Finally, I'm all for preaching and teaching in church meetings, in apostolic meetings, and in conferences. I do it, in fact. It's the shape of the order of worship and the modern sermon that we challenge. The modern sermon being an oration that a pastor is paid to deliver to the same congregation every week ad infinitum. We challenge these things on historical, biblical, and pragmatic grounds.

I hope that clarifies.


----------



## DMcFadden (Feb 5, 2008)

Two reactions . . .

1. As someone new to confessionalism in general and trying to find my way along the RPW line inch by inch, there is probably much truth in the Barna book. We do an amazingly large amount of things without any real biblical warrant.

2. What has happened to George Barna? I got the impression when reading his book, *Revolution*, that it was simply an extended apology for why he quit going to church any more. His study of the emerging trends seemed to dovetail a little too conviently with his idea that house churches should be the norm. Evidently, now he has taken it one step further. Hmmmmmm. Sounds like a guilty conscience to me.


----------



## Poimen (Apr 6, 2008)

Peter Jones reviews the book here

HT: The Heidelblog


----------



## danmpem (Apr 7, 2008)

DMcFadden said:


> Two reactions . . .
> 
> 1. As someone new to confessionalism in general and trying to find my way along the RPW line inch by inch, there is probably much truth in the Barna book. We do an amazingly large amount of things without any real biblical warrant.
> 
> 2. What has happened to George Barna? I got the impression when reading his book, *Revolution*, that it was simply an extended apology for why he quit going to church any more. His study of the emerging trends seemed to dovetail a little too conviently with his idea that house churches should be the norm.

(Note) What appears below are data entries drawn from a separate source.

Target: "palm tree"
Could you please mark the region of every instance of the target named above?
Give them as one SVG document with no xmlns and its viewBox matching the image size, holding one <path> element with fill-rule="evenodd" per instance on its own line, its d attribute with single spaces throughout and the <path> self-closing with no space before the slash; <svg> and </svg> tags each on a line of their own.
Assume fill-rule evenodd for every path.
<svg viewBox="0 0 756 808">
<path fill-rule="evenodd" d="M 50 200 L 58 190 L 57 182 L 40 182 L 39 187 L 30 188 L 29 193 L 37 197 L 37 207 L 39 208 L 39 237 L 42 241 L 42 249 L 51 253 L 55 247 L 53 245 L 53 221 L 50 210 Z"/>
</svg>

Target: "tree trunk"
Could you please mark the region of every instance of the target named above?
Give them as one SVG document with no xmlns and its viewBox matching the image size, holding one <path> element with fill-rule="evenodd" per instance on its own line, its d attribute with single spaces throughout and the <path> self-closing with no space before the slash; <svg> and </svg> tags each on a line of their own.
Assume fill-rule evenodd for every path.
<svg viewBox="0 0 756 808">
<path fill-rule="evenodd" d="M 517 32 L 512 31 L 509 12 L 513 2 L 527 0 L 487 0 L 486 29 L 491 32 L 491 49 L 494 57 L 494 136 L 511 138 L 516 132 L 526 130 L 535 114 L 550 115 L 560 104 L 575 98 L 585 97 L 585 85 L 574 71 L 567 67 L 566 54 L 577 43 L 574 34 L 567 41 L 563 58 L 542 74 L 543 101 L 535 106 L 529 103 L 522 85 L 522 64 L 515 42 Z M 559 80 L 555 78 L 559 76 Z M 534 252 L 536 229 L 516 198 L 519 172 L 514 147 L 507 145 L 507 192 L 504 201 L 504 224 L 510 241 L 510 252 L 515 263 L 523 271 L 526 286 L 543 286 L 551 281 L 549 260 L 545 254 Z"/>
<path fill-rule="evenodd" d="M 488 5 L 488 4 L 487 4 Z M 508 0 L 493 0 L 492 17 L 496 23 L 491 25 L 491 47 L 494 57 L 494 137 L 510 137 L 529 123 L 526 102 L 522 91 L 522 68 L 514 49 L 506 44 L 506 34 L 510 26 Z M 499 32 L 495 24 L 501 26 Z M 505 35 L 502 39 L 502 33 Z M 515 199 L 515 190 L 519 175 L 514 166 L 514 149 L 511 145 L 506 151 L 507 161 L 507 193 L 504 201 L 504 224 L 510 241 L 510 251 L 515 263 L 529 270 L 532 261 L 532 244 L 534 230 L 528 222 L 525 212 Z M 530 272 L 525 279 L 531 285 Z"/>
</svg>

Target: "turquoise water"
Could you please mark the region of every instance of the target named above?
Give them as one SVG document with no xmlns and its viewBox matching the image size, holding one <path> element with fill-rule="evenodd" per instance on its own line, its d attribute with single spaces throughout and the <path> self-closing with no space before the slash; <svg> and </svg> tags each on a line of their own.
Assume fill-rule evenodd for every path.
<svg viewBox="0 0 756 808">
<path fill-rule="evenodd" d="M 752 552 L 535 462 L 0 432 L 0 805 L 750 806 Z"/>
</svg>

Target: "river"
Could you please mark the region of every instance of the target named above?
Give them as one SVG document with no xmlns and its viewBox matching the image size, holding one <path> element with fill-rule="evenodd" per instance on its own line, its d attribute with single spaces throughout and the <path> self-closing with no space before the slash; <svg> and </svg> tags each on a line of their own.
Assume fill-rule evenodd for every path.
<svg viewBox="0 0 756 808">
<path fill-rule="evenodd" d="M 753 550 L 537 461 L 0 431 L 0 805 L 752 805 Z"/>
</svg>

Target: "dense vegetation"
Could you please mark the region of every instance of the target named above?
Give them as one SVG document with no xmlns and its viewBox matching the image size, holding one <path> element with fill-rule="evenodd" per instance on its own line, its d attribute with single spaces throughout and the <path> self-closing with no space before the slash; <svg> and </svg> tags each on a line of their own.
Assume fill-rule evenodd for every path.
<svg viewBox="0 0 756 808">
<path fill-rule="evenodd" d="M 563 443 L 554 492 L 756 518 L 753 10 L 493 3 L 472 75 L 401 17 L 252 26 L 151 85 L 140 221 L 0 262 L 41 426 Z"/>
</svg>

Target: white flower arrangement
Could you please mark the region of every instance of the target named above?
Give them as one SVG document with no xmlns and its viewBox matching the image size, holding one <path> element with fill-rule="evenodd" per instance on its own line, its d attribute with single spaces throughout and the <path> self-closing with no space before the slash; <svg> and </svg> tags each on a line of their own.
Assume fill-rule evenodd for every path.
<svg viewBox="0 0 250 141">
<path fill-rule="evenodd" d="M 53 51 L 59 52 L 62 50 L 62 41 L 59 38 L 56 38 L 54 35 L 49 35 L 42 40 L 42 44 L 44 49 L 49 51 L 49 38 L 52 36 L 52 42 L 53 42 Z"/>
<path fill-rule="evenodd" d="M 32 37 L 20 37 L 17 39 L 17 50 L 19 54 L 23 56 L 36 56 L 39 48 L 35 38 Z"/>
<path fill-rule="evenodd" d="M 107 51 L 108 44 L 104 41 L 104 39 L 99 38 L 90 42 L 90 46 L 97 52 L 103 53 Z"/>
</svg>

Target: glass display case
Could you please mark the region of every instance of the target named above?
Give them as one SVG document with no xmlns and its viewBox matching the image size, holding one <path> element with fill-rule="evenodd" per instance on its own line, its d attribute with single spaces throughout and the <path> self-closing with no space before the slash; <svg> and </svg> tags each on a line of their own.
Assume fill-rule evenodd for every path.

Evidently, now he has taken it one step further. Hmmmmmm. Sounds like a guilty conscience to me.



 on both.


----------



## Archlute (Apr 7, 2008)

Poimen said:


> Peter Jones reviews the book here
> 
> HT: The Heidelblog



Great review.


----------



## tdowns (Apr 7, 2008)

*Great timing....*

this is such a big topic in "American Christian" circles right now. It seems, the Calvinism debate, has turned to how we, "Do Church". With Rob Bell leading the way. So I appreciate this thread, and the resources that are coming from it.

Interesting, that he uses the Lord's Supper, as an analogy, is he one who says it was just a meal with brethren?


----------